Ainsi apprend-on que lorsque le Premier ministre Manuel Valls appelle au siège de l’UMP pour parler au patron des lieux, le mercredi 7 janvier, jour de l’attentat à Charlie Hebdo, pour organiser la Marche républicaine du dimanche, il lance à Nicolas Sarkozy :

Alors, tu refuses de prendre Cambadélis au téléphone ?

Nicolas Sarkozy rétorque aussitôt, ironique et estimant que son seul interlocuteur ne peut être que François Hollandehimself :

Je ne connais pas Monsieur Cambadélis. Si Hollande veut prendre de la hauteur, il n’a qu’à m’appeler.

"Pendant plusieurs heures", écrit l’hebdomadaire, le numéro un du PS a tenté de joindre Nicolas Sarkozy. Qui s’est obstiné à ne pas répondre et, "ulcéré par cette grosse ficelle, n’a pas daigné décrocher et a renvoyé vers ses collaborateurs", poursuit L’Obs.

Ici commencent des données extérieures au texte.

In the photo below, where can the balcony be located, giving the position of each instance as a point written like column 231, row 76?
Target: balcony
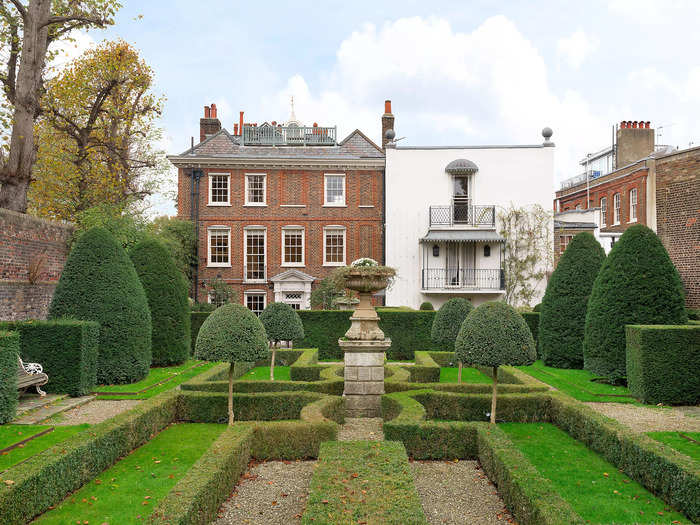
column 288, row 136
column 463, row 215
column 462, row 279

Depuis son retour dans l’arène, Nicolas Sarkozy fait tout pour ne pas s’afficher au même niveau que Jean-Christophe Cambadélis. Ce dernier lui avait proposé, dès son élection comme président de l’UMP, un débat entre présidents de partis, allant jusqu’à insister en lui écrivant une lettre.

Nicolas Sarkozy avait répliqué via son bras droit Brice Hortefeux. L’ancien ministre de l’Intérieur avait justifié la non-réponse de l’ancien Président en estimant que Jean-Christophe Cambadélis n’était pas au niveau pour débattre avec Nicolas Sarkozy.